Publicité sponsorisée

magistrats du SYNAMAC

Ils sont plus de 50 magistrats membres du Syndicat national des magistrats du Congo (SYNAMAC) ressortissants de la cour d’Appel de Bukavu, qui ont signé dimanche 28 juin 2020 un mémorandum adressé au bureau de l’Assemblée nationale à Kinshasa.

Ce, contre les propositions de lois initiées par Aubin Minaku Ndjalandjoko et Garry Sakata Moke Tawara.

Dans ce mémorandum, ces magistrats s’opposent aux trois propositions de lois initiées par les députés Aubin Minaku et Garry Sakata du FCC, visant, selon eux à restreindre les pouvoirs des magistrats et la séparation des pouvoirs, pourtant garantie par la constitution.

Les magistrats du Sud-Kivu estiment que ces propositions de lois portent atteinte aux principes élémentaires de l’État de droit.

Lire aussi

RDC : aux syndicats des magistrats, Félix Tshisekedi réitère sa volonté d’installer un État de droit

« Pourquoi les députés auteurs de ces propositions de lois ont-ils choisi le contexte actuel de l’état d’urgence sanitaire pour prétendre faire voter leurs lois », s’interrogent-ils.
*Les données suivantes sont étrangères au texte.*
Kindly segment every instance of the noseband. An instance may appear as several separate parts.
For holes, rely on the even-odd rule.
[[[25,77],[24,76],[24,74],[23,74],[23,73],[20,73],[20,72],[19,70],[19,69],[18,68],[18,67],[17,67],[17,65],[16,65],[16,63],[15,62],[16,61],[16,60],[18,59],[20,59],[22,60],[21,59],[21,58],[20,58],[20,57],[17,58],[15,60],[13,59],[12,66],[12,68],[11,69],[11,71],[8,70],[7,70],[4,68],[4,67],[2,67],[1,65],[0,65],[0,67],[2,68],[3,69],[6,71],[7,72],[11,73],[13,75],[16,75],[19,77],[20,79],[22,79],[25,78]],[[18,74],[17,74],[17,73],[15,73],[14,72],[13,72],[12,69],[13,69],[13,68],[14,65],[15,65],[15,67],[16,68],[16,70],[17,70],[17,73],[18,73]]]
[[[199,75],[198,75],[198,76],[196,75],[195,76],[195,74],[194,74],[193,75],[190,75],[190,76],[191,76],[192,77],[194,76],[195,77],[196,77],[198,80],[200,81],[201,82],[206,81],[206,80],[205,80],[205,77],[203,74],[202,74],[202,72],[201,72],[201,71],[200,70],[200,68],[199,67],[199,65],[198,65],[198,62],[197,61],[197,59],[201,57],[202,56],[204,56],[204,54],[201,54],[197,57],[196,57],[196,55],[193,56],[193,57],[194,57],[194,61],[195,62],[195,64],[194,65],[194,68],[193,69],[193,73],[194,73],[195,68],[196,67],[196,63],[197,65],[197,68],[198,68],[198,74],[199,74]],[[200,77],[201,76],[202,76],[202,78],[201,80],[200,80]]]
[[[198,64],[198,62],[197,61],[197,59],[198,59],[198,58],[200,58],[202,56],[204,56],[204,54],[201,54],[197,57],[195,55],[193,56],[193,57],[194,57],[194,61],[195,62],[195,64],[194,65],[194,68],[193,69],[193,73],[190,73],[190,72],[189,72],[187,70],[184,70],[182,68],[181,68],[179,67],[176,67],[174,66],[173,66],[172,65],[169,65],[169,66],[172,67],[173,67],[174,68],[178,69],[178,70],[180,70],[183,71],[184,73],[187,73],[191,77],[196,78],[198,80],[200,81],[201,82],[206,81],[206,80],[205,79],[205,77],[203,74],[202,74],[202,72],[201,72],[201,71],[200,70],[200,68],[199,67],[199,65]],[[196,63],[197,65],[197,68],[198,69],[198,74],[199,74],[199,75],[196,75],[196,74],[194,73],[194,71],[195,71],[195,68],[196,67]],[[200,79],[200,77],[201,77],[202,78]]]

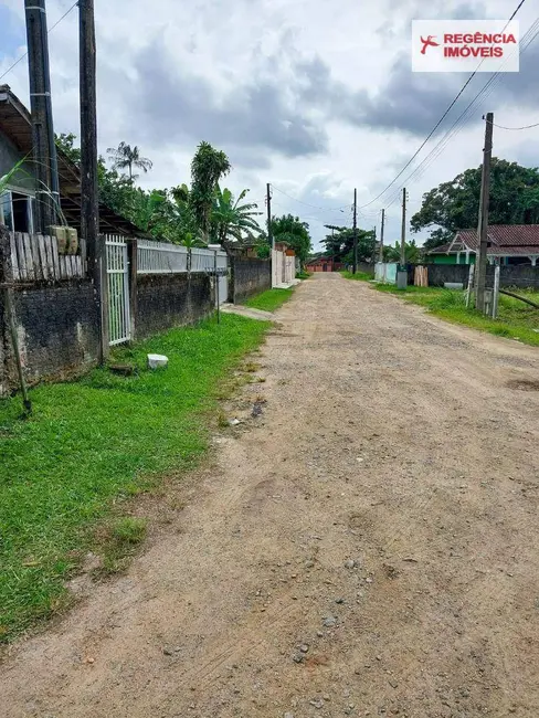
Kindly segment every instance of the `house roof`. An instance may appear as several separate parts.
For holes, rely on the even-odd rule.
[[[17,149],[32,154],[32,119],[29,110],[11,92],[9,85],[0,85],[0,131],[7,135]],[[81,171],[71,159],[57,149],[60,203],[71,226],[81,231]],[[138,228],[99,202],[99,224],[103,232],[142,235]]]
[[[512,256],[539,254],[539,224],[492,224],[488,228],[487,254]],[[459,230],[452,242],[431,250],[429,254],[477,252],[477,230]]]

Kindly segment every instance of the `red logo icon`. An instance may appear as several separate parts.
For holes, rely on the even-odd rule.
[[[440,47],[440,43],[434,42],[435,36],[436,35],[429,35],[426,40],[424,38],[421,38],[421,42],[423,43],[423,50],[421,51],[422,55],[426,54],[427,47]]]

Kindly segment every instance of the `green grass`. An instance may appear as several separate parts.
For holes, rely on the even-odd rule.
[[[369,274],[368,272],[339,272],[341,276],[345,277],[345,279],[356,279],[358,282],[372,282],[374,278],[372,274]]]
[[[442,289],[437,287],[414,287],[398,289],[394,285],[376,285],[379,292],[388,292],[401,296],[408,302],[425,307],[432,314],[442,319],[455,324],[464,324],[467,327],[488,331],[498,337],[519,339],[524,344],[539,347],[539,309],[518,302],[512,297],[503,294],[499,297],[499,312],[497,319],[489,319],[475,309],[467,309],[465,306],[464,292],[455,289]],[[516,294],[528,297],[539,303],[539,294],[529,289],[515,289]]]
[[[247,299],[245,306],[263,312],[276,312],[294,294],[294,289],[267,289]]]
[[[224,379],[270,326],[225,315],[124,348],[114,360],[134,376],[96,369],[42,384],[25,421],[19,397],[0,401],[0,641],[68,602],[65,581],[88,550],[115,570],[142,540],[146,524],[121,516],[123,499],[200,460]],[[149,352],[169,367],[147,370]]]

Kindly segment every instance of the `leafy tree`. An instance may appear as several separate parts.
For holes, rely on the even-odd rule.
[[[432,250],[453,239],[457,230],[477,226],[482,168],[467,169],[423,196],[421,210],[412,217],[413,232],[431,229],[424,243]],[[490,224],[539,222],[539,170],[493,158],[490,172]]]
[[[326,224],[331,230],[323,243],[326,245],[325,255],[335,262],[351,264],[353,262],[353,230],[348,226]],[[358,262],[371,262],[374,255],[377,239],[372,230],[358,229]]]
[[[63,154],[71,159],[71,161],[77,167],[81,166],[81,148],[75,147],[76,135],[73,133],[62,133],[61,135],[54,136],[56,141],[56,147],[63,151]]]
[[[127,142],[120,142],[118,147],[109,147],[107,152],[109,159],[113,161],[113,169],[129,170],[129,181],[131,183],[137,178],[133,173],[133,168],[141,169],[146,173],[154,167],[151,160],[140,156],[140,150],[136,145],[131,147]]]
[[[275,242],[286,242],[296,252],[302,264],[307,261],[311,247],[309,225],[298,217],[283,214],[272,218],[272,234]]]
[[[219,180],[228,175],[231,165],[226,155],[209,142],[200,142],[191,163],[190,205],[205,243],[210,235],[211,211]]]
[[[216,242],[225,246],[230,239],[241,241],[243,233],[247,239],[254,239],[261,232],[258,222],[254,219],[262,214],[256,212],[257,204],[247,202],[242,204],[249,190],[243,190],[234,201],[229,189],[215,188],[211,212],[212,234]]]
[[[419,264],[421,262],[422,247],[415,244],[415,240],[405,243],[404,256],[406,264]],[[385,245],[383,247],[384,262],[400,262],[401,261],[401,243],[395,242],[394,246]]]

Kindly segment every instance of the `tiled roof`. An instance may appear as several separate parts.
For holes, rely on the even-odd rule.
[[[478,249],[477,231],[462,230],[457,236],[471,249]],[[539,224],[490,224],[488,241],[493,246],[536,247],[539,251]],[[522,254],[522,252],[517,252]]]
Tout en reconnaissant le pouvoir constitutionnel dévolu aux élus du peuple, notamment la proposition, élaboration et le vote des lois, les magistrats rappellent l’article 220 de la constitution qui dispose que : « L’indépendance du pouvoir judiciaire ne peut faire l’objet d’aucune révision constitutionnelle ».

Pour ce faire, ils demandent au bureau de la chambre basse du parlement de les rejeter catégoriquement.

Les magistrats de la province du Sud-Kivu disent se réserver le droit d’amorcer des actions légales à leur disposition dans un bref délai si ces propositions de lois ne sont pas retirées.